A+ is a 2004 Spanish drama film directed and written by Xavier Ribera Perpiñá. Its cast features Eloy Azorín, Carlos Fuentes, Elvira Herrería, Misia, Ricardo Moya, Fernando Ramallo, Eloi Yebra, Jose Coronado, Najwa Nimri, and Macaco.

== Plot ==
Involving three intertwining stories, the plot follows Ace and his relationship with Mar, the journey of a group of three friends (Pau, Gus, and Ton) to a music festival, and the story of a maladjusted teenage girl (Luna).

== Production ==
The film was produced by A+, Lateco, and DeAPlaneta. Shooting locations included the Monegros Desert, the province of Castellón, Barcelona, and Madrid. Najwa Nimri, Macaco, and Ojos de Brujo composed themes for the film.

== Release ==
The film screened at the 7th Málaga Film Festival in 2004. Distributed by DeAPlaneta, the film was released theatrically in Spain on 28 May 2004.

== Reception ==
Jonathan Holland of Variety deemed the film to be "a distinctive, willfully edgy low-budgeter", getting "top marks for style but B− for substance".

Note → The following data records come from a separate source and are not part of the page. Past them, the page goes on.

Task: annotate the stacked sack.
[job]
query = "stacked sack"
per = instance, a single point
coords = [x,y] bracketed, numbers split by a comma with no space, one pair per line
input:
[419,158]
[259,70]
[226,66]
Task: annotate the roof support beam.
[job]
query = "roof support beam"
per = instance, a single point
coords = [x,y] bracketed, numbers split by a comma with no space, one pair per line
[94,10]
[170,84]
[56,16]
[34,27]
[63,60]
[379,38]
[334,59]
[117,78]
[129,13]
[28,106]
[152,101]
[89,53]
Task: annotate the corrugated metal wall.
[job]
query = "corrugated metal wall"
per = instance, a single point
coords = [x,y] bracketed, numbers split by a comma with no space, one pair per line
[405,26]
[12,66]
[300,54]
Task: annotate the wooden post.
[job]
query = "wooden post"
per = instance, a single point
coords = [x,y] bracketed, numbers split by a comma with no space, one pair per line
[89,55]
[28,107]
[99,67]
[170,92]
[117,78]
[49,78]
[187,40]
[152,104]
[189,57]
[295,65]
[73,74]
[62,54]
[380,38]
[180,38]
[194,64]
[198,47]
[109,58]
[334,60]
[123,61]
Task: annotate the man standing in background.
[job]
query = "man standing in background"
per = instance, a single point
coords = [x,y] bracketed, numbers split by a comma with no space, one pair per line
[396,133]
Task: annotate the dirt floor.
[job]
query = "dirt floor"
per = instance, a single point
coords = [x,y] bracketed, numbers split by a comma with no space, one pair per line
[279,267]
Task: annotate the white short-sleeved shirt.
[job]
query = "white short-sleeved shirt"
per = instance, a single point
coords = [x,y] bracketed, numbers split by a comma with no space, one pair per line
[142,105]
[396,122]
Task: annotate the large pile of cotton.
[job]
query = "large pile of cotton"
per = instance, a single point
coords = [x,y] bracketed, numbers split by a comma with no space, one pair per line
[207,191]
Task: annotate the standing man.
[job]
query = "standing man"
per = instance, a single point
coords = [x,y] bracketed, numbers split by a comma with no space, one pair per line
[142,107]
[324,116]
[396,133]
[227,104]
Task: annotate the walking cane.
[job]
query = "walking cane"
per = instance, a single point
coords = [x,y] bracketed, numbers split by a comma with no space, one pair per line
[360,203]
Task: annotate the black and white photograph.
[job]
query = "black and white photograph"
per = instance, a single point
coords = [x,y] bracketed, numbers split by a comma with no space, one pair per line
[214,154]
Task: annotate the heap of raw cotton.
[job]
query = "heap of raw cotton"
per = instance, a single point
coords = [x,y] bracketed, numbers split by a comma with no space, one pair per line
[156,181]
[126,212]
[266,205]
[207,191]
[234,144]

Mirito Torreiro of Fotogramas rated the film 3 out of 5 stars, citing "the brazenness of the proposal" and the discovery of Elvira Herrería as positive elements.

F.M. of El Mundo gave the film a 0 rating, writing that "the bad thing is not so much the weak approach but its conception as a pretext to develop the aesthetics of an advertising film".